I need to cluster groups of points with the same linear relationship, as per the code and figure below.
import numpy as np
import matplotlib.pyplot as plt
x = np.linspace(0, 30, 100)
y1 = 3*x -50 + 20*np.random.random(size=len(x))
y2 = 3*x -20 + 20*np.random.random(size=len(x))
y3 = 3*x +10 + 20*np.random.random(size=len(x))
plt.plot(x, y1, 'o')
plt.plot(x, y2, 'o')
plt.plot(x, y3, 'o')
plt.xlim([-50,125])
plt.ylim([-50,125])
Obviously, I wouldn't have the points that way; I would just have the following x and y.
x_final = np.concatenate((x,x,x))
y_final = np.concatenate((y1,y2,y3))
plt.plot(x_final, y_final, 'o')
plt.xlim([-50,125])
plt.ylim([-50,125])
Note the following: the points respect linear relationships with high slope, they present a slight separation from each other, and they all have the same slope, just with different intercepts.
How would you suggest I cluster these points?

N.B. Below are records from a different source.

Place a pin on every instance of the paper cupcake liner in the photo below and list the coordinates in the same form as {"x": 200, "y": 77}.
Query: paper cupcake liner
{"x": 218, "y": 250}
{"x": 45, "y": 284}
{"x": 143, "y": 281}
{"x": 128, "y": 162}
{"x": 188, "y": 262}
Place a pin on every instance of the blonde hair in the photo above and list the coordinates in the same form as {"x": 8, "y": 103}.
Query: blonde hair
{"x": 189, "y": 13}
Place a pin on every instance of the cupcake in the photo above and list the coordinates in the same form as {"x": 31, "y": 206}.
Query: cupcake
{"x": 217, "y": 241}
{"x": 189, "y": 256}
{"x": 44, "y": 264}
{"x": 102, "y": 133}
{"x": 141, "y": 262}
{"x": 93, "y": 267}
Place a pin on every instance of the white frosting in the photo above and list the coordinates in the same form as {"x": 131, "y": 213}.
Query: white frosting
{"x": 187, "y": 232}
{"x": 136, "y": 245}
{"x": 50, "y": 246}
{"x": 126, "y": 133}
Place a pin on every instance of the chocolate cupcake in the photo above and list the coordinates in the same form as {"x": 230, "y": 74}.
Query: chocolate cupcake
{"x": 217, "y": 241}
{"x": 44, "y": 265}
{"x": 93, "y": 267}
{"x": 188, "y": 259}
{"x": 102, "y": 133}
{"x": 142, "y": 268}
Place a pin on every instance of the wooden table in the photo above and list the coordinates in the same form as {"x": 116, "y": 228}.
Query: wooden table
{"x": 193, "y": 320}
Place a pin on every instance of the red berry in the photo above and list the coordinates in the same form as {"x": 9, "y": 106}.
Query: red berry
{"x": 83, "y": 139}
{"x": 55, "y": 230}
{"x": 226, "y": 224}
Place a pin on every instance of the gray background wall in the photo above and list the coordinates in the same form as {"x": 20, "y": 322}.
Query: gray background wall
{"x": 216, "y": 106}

I thought about using PCA and clustering the main components with k-means, but I don't know if there would be a more efficient way. In my real case I have more than three clusters and they have different distances from each other, even though they all have the same slope.
Take a look at all clustering algorithms scikit-learn offers :
Spectral clustering and Gaussian mixture should work for your use case.